EXERCISE:  Roll a biased die 100 times, where $P(i) = P(7-i) \propto i$ for $i=1,2,3.$ Do not compute the constant of proportionality explicitly. Find the mean.

The sample function is particularly suitable when the probabilities are all equal, or are specified in some patternless way. If, however, the probabilities vary according to some standard distribution, then you will be better off using some function specific to that distribution. R has most of the standard distributions built in. To carry out those random experiments the function always starts with the letter r followed by an abbreivation of the distribution, like rbinom for binomial, rpois for Poisson, and so on. You need to look up the help of those functions to learn about how the specify the parameter values. For instance, commonly we talk about the Binomial($n,p$)distribution. R calls $n$ the size and $p$ the prob.

The following lines create a barchart based on the relative frequency distribution of a $Poisson(5)$ random sample of size $1000.$
barplot(table(rpois(1000,lambda=5))/1000)

EXERCISE:  Make a similar barplot based on a random sample of size 100 from a Binomial($10,0.3$) distribution. What is the sample mean?

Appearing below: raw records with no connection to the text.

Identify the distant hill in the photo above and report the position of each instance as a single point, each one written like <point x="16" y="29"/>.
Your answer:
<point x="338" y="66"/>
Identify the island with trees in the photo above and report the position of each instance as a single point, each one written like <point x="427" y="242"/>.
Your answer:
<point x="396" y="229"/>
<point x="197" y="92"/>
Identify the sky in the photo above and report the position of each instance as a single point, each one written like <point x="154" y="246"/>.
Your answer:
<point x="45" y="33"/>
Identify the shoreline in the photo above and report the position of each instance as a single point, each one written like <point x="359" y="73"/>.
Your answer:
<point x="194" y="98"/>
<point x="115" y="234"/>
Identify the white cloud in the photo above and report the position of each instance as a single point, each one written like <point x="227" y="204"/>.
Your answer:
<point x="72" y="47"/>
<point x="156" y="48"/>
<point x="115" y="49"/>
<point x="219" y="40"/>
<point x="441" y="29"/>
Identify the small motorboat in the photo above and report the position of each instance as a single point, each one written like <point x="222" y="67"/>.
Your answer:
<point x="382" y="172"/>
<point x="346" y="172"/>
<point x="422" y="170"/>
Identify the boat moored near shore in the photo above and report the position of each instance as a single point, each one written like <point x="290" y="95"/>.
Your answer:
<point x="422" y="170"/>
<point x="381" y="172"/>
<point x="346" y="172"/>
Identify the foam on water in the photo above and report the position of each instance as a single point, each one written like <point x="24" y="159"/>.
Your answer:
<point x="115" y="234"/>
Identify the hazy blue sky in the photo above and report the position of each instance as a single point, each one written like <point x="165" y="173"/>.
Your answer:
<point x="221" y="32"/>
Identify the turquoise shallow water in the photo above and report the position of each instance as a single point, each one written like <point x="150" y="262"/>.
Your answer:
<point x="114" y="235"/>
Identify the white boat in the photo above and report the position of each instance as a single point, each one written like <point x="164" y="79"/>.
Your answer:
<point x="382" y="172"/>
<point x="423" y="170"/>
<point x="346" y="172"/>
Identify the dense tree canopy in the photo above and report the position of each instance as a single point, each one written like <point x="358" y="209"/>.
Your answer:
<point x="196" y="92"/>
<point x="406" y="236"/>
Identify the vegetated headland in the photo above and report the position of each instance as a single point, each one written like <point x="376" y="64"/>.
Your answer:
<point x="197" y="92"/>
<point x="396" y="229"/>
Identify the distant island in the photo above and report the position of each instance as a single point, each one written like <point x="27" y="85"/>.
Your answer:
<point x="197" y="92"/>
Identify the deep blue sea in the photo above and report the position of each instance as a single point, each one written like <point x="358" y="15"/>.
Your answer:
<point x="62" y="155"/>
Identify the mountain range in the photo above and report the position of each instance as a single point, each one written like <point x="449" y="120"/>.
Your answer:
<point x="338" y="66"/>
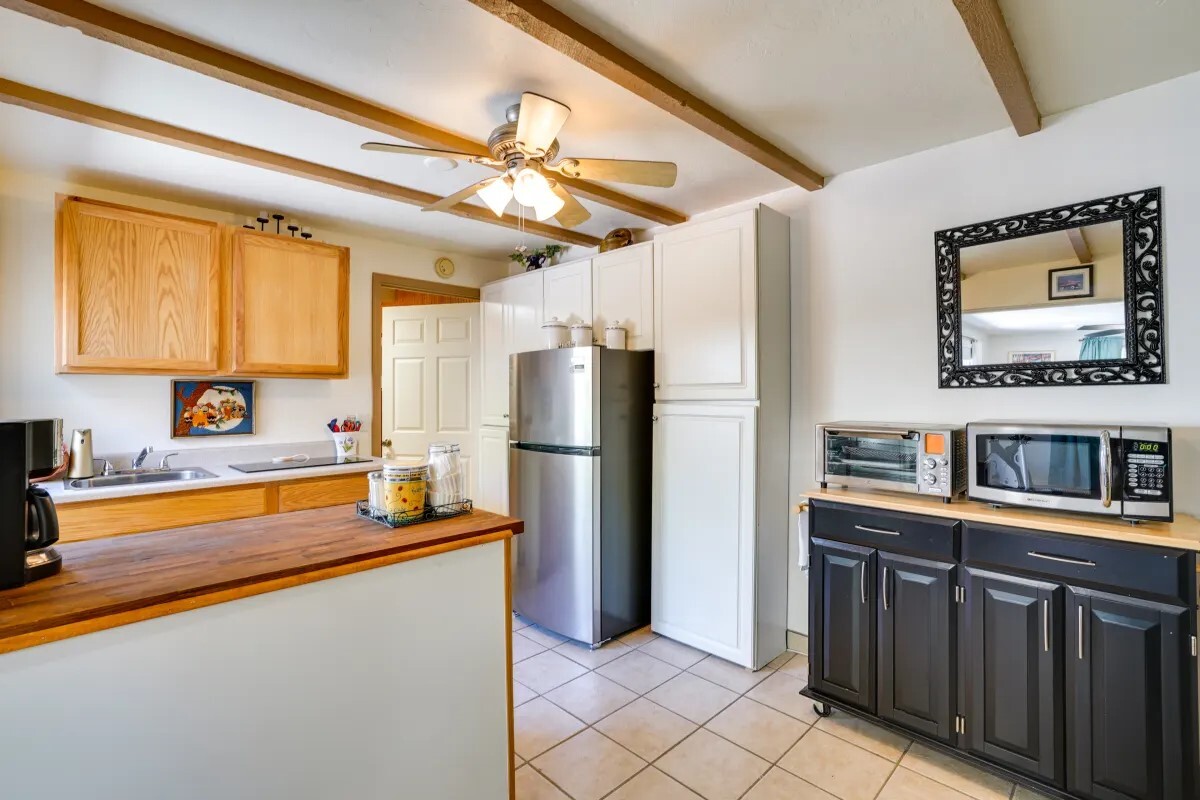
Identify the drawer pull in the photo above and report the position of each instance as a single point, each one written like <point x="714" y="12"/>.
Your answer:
<point x="1045" y="625"/>
<point x="868" y="529"/>
<point x="1061" y="559"/>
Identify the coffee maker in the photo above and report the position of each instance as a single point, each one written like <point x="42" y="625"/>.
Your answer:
<point x="29" y="524"/>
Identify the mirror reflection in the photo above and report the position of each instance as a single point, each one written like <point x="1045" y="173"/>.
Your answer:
<point x="1055" y="296"/>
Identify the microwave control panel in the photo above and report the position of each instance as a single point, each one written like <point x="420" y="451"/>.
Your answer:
<point x="1146" y="470"/>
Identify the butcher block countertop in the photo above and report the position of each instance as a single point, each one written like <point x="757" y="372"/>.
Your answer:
<point x="1181" y="534"/>
<point x="113" y="582"/>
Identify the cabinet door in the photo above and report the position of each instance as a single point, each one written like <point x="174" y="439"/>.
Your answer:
<point x="916" y="644"/>
<point x="493" y="470"/>
<point x="523" y="304"/>
<point x="1129" y="698"/>
<point x="843" y="623"/>
<point x="623" y="293"/>
<point x="291" y="307"/>
<point x="706" y="310"/>
<point x="493" y="356"/>
<point x="702" y="576"/>
<point x="1013" y="673"/>
<point x="567" y="292"/>
<point x="137" y="292"/>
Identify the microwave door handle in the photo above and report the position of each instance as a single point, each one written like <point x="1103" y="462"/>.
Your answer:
<point x="1105" y="469"/>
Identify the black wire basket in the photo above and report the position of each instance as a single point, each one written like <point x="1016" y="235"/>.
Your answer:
<point x="431" y="513"/>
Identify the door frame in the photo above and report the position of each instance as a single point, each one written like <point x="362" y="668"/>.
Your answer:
<point x="382" y="283"/>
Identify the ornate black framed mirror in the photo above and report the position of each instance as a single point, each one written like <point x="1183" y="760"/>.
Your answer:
<point x="1063" y="296"/>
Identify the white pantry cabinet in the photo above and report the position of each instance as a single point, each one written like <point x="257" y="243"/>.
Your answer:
<point x="511" y="317"/>
<point x="568" y="292"/>
<point x="706" y="322"/>
<point x="623" y="292"/>
<point x="493" y="470"/>
<point x="703" y="543"/>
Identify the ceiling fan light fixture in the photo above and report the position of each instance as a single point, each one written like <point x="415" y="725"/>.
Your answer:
<point x="532" y="188"/>
<point x="497" y="196"/>
<point x="547" y="206"/>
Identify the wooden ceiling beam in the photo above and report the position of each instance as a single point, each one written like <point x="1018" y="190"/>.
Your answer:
<point x="173" y="48"/>
<point x="989" y="31"/>
<point x="1079" y="244"/>
<point x="559" y="31"/>
<point x="108" y="119"/>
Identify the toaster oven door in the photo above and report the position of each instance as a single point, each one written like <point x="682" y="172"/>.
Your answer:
<point x="870" y="458"/>
<point x="1068" y="468"/>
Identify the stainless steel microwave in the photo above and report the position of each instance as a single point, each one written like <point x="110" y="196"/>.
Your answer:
<point x="1119" y="470"/>
<point x="898" y="457"/>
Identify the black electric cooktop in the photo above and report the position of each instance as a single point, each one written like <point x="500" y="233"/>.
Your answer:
<point x="321" y="461"/>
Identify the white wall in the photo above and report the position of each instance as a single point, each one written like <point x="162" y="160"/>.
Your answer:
<point x="127" y="411"/>
<point x="863" y="296"/>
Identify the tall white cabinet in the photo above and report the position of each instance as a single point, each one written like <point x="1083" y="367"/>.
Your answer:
<point x="721" y="515"/>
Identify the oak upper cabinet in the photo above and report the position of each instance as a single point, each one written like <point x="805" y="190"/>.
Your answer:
<point x="706" y="310"/>
<point x="567" y="292"/>
<point x="289" y="307"/>
<point x="137" y="292"/>
<point x="623" y="293"/>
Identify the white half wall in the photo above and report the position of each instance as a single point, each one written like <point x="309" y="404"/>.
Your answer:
<point x="127" y="411"/>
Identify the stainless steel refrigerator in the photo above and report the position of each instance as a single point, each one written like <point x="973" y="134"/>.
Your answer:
<point x="580" y="477"/>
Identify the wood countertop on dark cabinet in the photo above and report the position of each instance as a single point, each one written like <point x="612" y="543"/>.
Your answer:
<point x="113" y="582"/>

Counting number of cases satisfying some given condition

Suppose that we have a vector, x, some of entries are positive. We may count all those using the following technique:
sum(x > 0)
Details of why it works were given in the R tutorial. Here > is a Boolean operator. Other Boolean operators include: < , <=, > , >=, ==, !=. You may combine Boolean operations using & (and), | (or) and ! (not). For instance, to count all entries lying in (3,10] we use:
sum(x > 3 & x <= 10)
There is another Boolean operator %in% which is the "belongs to" operator. For instance, 4 %in% c(3,6,4,1) returns TRUE, while 6 %in% c(4,5,2) returns FALSE.

EXERCISE:  Roll a die 1000 times. Count the number of times you get an odd number. You may use %in% or you may use the modulo operator & (e.g., 5&3 is 2).

EXERCISE:  I roll two dice 100 times each:

x = sample(6,100,rep=T)
y = sample(6,100,rep=T)
Count the number of times the sum of the two outcomes exceed 7.

Structure of a simulation code

We shall combine the techniques discussed above to create the basic structure of a simulation code. You have a random experiment, and you want to do some math with its outcome, and save the result. You repeat this a large number of times (say $N$) to obtain a long vector of results. Finally look at the results through the lens of statistical regularity, i.e., draw histogram or compute mean, or whatever.

The basic structure is
result = numeric(N)
for(i in 1:N) {
  #Perform th random experiment once
  #Do the math with the outcome
  result = #Whatever you want to save
}
hist(result)
mean(result)
For instance, we may toss a coin 100 times in each pass, and save the number of heads obtained. If we repeat this 10 times, then we shall end up with a vector nhead of length 10, where nhead[i] stores the number of heads in the $i$-th batch of 100 tosses. Here is a code to do this:
nhead = numeric(1000)
for( i in 1:1000) {
   tosses = sample(c("Head","Tail"), 100, rep=T)
   nhead = sum(tosses=="Head")
}
mean(nhead)
table(nhead) # frequency distribution
barplot(table(nhead))

EXERCISE:  A Roulette wheel in a casino consists of a rotating wheel on which a ball rolls. The wheel has some boxes attached to its periphery, marked 0,1,2,...,32. When the wheel stops rolling, the ball drops in one of the boxes. The outcome of this random experiment is the number written on the box. I have bought a ticket priced Rs 100 to play this. I shall get Rs 500 if the number is divisible by 5. Simulate to find my expected payoff per game.

EXERCISE:  Use simulation to approximate the expected value of $(X-\bar X)^3$ where $X\sim Poisson(3).$

EXERCISE:  Use simulation to approximate the expected value of $(X-\bar X)^3$ where $X\sim Poisson(\lambda)$ for $\lambda \in [1,5].$ Make a plot of the expected value against $\lambda.$

[Hint: Take a grid of values of $\lambda$ in $[1,5]$ and apply the last exercise for each.